Marieluise Beck

ehem. Mitglied des Deutschen Bundestags

"Mit Freiheit hatte die Wahl nichts zu tun"

Marieluise Beck berichtet in einem Interview mit dem Kölner Stadtanzeiger von ihren Eindrücken aus Russland.

KÖLNER STADT-ANZEIGER: Frau Beck, Sie haben sich am vergangenen Wochenende in Russland aufgehalten, mit Nichtregierungsorganisationen gesprochen und die Duma-Wahlen aus nächster Nähe verfolgen können. Wie frei und fair waren die Wahlen?

MARIELUISE BECK: Die Duma-Wahlen sind leider weder frei noch fair gewesen. Fair schon deswegen nicht, weil so wenige Parteien überhaupt zugelassen waren und die Medien sehr einseitig berichtet haben. Die Zentrale Wahlkommission wurde personell ausgetauscht und bestand zuletzt fast nur noch aus Mitgliedern der Kreml-Partei „Einiges Russland“. Außerdem wurde Wahlkampf-Material oppositioneller Parteien beschlagnahmt und am Wahltag massiv Druck auf die Wähler ausgeübt, für „Einiges Russland“ zu stimmen. Mit Freiheit hatte das nichts zu tun.
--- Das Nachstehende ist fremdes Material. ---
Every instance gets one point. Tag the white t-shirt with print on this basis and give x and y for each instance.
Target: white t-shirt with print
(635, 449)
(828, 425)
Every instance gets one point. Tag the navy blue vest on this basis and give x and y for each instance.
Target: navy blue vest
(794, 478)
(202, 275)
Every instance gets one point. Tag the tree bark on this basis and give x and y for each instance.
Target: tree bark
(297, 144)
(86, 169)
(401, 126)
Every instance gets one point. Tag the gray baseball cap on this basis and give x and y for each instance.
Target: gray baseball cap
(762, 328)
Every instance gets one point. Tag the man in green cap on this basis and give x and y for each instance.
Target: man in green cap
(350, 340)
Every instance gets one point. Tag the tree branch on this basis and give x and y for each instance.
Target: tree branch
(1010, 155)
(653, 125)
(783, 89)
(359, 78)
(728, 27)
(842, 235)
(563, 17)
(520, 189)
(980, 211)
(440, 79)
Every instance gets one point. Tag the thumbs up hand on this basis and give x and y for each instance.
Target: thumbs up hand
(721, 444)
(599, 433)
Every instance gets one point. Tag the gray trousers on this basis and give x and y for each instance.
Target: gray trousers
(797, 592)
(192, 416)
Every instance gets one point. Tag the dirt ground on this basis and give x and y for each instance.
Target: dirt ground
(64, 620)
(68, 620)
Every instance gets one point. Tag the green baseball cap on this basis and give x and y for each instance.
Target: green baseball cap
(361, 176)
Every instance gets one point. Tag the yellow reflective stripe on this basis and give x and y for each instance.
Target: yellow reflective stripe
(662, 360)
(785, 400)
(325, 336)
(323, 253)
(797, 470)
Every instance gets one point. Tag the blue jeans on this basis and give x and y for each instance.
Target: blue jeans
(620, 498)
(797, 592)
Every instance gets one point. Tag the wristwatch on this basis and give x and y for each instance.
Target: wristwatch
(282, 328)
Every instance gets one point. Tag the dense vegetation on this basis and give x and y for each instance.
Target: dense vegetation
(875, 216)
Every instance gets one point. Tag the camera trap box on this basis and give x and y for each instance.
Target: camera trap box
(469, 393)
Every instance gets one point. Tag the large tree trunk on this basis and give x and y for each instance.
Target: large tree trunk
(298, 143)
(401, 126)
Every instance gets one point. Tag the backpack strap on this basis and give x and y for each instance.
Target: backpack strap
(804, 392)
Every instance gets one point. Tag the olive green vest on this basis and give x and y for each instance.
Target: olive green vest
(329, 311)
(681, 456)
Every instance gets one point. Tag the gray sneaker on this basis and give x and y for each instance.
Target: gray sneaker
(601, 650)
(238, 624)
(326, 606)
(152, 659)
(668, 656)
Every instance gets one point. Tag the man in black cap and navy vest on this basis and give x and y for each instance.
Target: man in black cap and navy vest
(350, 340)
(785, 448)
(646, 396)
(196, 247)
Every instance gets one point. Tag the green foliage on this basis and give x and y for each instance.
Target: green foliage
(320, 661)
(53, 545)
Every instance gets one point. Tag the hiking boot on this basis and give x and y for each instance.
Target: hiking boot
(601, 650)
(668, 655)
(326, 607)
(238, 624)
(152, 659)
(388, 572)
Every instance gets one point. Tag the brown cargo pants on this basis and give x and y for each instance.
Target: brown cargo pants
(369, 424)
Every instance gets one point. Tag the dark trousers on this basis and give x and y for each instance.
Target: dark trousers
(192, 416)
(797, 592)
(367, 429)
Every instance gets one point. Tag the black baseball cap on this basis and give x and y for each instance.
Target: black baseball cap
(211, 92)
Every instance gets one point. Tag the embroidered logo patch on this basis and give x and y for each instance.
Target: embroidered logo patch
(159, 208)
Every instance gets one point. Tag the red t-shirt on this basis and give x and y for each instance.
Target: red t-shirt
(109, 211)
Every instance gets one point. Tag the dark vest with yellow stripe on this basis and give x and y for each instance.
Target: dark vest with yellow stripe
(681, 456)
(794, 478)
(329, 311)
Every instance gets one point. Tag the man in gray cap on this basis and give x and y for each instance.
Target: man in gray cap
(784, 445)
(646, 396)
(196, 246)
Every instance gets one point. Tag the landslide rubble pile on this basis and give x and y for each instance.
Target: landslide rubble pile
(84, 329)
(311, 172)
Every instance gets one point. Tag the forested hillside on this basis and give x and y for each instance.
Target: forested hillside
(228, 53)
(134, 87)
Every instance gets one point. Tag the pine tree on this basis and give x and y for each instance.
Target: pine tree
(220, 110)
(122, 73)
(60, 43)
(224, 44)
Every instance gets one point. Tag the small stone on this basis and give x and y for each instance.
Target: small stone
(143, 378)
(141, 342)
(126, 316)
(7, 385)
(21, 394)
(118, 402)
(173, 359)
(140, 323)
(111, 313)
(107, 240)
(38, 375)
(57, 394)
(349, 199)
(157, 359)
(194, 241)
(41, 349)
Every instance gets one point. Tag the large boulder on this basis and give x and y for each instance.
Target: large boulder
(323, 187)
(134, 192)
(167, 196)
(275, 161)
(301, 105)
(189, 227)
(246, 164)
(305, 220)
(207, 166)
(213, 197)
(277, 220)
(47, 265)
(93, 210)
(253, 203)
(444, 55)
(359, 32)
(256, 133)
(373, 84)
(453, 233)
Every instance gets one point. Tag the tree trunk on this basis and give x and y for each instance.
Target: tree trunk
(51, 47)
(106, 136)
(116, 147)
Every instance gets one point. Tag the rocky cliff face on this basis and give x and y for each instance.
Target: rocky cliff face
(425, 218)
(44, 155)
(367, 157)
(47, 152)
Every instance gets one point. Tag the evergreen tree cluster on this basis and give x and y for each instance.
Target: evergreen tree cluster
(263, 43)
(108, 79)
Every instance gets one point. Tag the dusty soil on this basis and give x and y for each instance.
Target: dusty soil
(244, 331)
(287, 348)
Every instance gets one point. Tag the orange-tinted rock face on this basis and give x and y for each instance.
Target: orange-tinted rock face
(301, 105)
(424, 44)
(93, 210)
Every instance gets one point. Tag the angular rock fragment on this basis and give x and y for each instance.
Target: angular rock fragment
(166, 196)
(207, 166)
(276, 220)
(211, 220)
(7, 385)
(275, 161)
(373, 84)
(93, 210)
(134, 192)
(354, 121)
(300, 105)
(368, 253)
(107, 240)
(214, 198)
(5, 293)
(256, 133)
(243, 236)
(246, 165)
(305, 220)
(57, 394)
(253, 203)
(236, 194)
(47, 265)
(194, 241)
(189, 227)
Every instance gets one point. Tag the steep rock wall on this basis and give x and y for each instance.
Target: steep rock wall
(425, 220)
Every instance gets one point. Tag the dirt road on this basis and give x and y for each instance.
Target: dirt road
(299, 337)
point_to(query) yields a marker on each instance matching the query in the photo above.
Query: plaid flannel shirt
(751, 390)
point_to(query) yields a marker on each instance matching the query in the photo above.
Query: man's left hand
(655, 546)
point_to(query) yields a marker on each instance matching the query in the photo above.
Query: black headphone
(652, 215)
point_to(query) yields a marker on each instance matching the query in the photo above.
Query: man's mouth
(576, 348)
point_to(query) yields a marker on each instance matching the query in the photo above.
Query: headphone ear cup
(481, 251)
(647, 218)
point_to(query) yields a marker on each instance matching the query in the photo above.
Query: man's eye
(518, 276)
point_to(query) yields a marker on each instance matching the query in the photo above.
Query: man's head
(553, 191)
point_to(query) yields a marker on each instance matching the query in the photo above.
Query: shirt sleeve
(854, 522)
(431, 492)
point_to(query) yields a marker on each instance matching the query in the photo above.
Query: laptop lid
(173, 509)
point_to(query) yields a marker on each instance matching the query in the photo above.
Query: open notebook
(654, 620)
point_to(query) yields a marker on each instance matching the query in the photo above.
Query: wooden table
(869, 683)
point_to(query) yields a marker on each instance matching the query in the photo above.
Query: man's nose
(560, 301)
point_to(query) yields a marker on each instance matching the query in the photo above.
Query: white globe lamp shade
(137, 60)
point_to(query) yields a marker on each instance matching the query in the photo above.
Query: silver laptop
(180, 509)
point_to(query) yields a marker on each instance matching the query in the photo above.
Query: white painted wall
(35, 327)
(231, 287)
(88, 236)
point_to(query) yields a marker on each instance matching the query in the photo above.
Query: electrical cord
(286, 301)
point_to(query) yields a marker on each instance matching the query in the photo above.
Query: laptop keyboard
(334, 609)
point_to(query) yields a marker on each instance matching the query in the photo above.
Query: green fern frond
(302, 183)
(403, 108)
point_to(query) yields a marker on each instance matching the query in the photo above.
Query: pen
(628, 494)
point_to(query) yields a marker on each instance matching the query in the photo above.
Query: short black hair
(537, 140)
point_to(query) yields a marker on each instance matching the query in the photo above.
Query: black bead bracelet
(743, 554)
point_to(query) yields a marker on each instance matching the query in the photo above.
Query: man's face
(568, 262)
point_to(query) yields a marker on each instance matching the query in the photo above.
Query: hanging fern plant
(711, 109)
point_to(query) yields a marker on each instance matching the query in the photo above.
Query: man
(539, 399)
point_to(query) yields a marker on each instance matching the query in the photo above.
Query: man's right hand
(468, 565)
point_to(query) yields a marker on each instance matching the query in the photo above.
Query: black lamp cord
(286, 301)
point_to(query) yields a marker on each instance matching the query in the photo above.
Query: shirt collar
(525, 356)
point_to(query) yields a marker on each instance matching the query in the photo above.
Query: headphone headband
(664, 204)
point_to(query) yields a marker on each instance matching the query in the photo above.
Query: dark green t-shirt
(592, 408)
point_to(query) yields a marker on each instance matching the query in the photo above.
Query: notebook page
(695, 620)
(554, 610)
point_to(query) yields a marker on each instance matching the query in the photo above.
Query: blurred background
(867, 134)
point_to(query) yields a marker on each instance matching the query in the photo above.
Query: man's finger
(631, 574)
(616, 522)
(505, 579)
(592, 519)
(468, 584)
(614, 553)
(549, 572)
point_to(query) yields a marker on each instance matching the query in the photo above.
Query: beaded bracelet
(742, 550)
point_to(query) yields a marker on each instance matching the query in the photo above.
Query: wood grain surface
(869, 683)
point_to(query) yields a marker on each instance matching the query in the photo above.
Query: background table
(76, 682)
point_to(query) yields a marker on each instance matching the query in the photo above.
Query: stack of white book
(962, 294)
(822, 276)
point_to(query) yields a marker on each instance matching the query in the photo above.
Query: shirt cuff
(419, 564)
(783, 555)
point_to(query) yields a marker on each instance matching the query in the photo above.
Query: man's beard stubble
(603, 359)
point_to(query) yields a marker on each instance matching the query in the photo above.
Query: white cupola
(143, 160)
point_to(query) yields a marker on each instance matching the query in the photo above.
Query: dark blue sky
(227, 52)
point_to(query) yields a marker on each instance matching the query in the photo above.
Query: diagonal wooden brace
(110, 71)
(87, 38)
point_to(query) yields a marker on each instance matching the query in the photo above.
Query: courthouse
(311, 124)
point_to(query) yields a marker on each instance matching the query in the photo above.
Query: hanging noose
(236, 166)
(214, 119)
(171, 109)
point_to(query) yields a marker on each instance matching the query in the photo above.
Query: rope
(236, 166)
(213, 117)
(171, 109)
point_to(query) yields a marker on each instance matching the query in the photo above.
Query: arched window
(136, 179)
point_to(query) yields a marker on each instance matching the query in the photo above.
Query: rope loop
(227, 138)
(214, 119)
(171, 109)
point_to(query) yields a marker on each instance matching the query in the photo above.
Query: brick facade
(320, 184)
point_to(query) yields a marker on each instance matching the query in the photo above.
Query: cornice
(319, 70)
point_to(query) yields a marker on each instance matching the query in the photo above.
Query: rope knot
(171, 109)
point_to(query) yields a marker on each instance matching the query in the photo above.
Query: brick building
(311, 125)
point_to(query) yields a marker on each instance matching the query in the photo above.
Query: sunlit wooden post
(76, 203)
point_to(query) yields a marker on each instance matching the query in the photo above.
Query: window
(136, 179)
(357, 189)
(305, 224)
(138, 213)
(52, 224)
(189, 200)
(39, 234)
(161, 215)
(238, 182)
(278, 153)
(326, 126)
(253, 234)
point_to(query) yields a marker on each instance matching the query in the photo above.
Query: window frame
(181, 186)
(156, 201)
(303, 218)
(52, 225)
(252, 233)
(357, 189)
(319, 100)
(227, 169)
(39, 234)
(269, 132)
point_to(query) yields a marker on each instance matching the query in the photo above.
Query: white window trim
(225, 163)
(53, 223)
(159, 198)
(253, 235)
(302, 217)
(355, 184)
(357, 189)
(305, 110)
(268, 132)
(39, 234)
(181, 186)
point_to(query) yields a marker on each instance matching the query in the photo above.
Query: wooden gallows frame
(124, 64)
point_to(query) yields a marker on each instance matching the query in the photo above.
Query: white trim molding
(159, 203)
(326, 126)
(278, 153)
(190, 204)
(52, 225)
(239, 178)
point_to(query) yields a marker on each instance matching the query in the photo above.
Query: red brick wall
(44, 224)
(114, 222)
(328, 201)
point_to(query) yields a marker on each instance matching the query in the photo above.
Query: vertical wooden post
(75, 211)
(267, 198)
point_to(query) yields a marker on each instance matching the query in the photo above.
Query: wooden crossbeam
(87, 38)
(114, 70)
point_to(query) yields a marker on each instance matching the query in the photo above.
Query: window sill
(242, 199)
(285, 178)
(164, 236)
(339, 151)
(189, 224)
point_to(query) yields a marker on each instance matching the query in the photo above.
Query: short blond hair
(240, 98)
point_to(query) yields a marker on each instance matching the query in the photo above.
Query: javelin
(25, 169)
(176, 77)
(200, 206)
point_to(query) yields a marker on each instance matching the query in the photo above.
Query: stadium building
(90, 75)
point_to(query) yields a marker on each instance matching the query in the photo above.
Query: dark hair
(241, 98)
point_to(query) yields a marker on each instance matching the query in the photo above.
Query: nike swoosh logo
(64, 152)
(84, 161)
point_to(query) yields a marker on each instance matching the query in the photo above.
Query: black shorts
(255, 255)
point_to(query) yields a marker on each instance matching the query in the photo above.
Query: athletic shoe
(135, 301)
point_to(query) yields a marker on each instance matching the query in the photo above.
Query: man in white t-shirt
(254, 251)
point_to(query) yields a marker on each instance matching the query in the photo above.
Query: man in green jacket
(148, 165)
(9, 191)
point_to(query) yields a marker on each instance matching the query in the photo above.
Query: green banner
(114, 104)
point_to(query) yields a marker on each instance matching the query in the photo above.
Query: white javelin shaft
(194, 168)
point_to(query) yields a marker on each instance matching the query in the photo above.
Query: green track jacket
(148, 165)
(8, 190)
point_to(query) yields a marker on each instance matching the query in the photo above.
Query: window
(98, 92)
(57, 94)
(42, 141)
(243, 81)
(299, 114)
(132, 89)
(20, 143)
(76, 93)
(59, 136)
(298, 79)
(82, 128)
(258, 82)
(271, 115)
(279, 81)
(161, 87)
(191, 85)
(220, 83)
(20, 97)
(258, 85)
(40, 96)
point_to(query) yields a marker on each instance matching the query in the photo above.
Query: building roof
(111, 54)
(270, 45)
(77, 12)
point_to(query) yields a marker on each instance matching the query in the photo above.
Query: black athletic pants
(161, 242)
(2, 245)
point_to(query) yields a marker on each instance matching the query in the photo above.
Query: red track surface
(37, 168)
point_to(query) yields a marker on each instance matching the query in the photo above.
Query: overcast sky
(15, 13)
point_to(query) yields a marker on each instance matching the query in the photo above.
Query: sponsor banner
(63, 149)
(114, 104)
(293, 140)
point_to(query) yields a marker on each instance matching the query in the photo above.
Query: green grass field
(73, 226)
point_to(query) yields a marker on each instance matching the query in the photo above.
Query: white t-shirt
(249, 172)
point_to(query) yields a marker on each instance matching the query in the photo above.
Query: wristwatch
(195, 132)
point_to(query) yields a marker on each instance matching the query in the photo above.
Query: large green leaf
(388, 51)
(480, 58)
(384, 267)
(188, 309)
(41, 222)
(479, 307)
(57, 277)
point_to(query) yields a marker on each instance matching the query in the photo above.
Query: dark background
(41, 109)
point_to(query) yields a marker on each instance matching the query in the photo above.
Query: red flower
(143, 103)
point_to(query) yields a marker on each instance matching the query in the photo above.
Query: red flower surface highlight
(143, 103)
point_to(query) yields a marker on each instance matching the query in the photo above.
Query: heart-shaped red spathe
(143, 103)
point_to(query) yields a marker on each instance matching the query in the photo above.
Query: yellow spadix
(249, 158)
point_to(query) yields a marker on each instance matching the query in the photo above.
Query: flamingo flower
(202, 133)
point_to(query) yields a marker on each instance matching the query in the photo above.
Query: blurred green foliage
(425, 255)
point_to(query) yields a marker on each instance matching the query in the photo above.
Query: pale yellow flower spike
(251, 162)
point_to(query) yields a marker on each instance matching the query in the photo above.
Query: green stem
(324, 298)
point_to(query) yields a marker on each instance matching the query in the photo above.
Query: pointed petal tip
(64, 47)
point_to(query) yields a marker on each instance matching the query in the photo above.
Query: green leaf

Konkret: Wie wurde manipuliert und eingeschüchtert?

BECK: Es gab eine Reihe von ausgefeilten Repressionsmitteln, um die Wahlbeteiligung zu erhöhen und zugleich sicherzustellen, dass möglichst für „Einiges Russland“ gestimmt wurde. Man berichtete mir zum Beispiel von angedrohtem Essensentzug im Altersheim, damit die Bewohner auch ja wählen gehen. Vielfach wurde die Wahl vom Wahllokal in Universitäten oder Betriebe verlegt, damit die Studenten oder die Angestellten unter direkter Kontrolle ihrer Vorgesetzten die Stimme abgaben. Mir sind sogar Fälle berichtet worden, in denen Mitarbeiter von ihren Betrieben angewiesen wurden, in der Wahlkabine den Wahlzettel mit ihrem Handy zu fotografieren, um zu belegen, dass sie tatsächlich für „Einiges Russland“ gestimmt haben.

Welche Chancen gibt es überhaupt noch für eine demokratische Gegenöffentlichkeit?

BECK: Wertvolle Arbeit leistet zum Beispiel die Menschenrechtsorganisation „Memorial“. Sie setzt sich für die Aufarbeitung von Geschichte ein. Allerdings wird der Spielraum für solche Nichtregierungsorganisationen immer kleiner und die Kontrollmöglichkeiten durch die Behörden immer weitreichender. Auch im Bereich der Medien gibt es noch freie Nischen. Hier spielt das Internet eine zunehmend wichtige Rolle.

Glauben Sie, dass es bei der Zersplitterung der demokratischen Kräfte bleibt?

BECK: Die demokratische Opposition ist sehr heterogen. An diesen Differenzen ist ein Zusammenschluss bisher gescheitert. Die rechtlichen Rahmenbedingungen sind auch denkbar ungünstig. Es wäre natürlich zu wünschen, dass sich die demokratischen Parteien auf einen gemeinsamen Kandidaten für die Präsidentschaftswahlen im Frühjahr einigen. Aber ich bin da skeptisch.

Sie meinen, der Westen hätte in der Vergangenheit mehr tun müssen, um die russische Demokratie, auch die russische Zivilgesellschaft zu stärken?

BECK: In den 90er Jahren gab es im Westen die Hoffnung und sicher auch den Wunsch einer raschen Demokratisierung Russlands. Diese Erwartungen waren sicherlich überhöht. Jetzt stehen wir vor einer Situation, in der die russische Führung sich jede Einmischung in die inneren Angelegenheiten verbittet und Oppositionelle schnell als westliche Agenten brandmarkt. Trotzdem: Wir Grünen unterstützen die zivilgesellschaftlichen Organisationen, so gut es geht.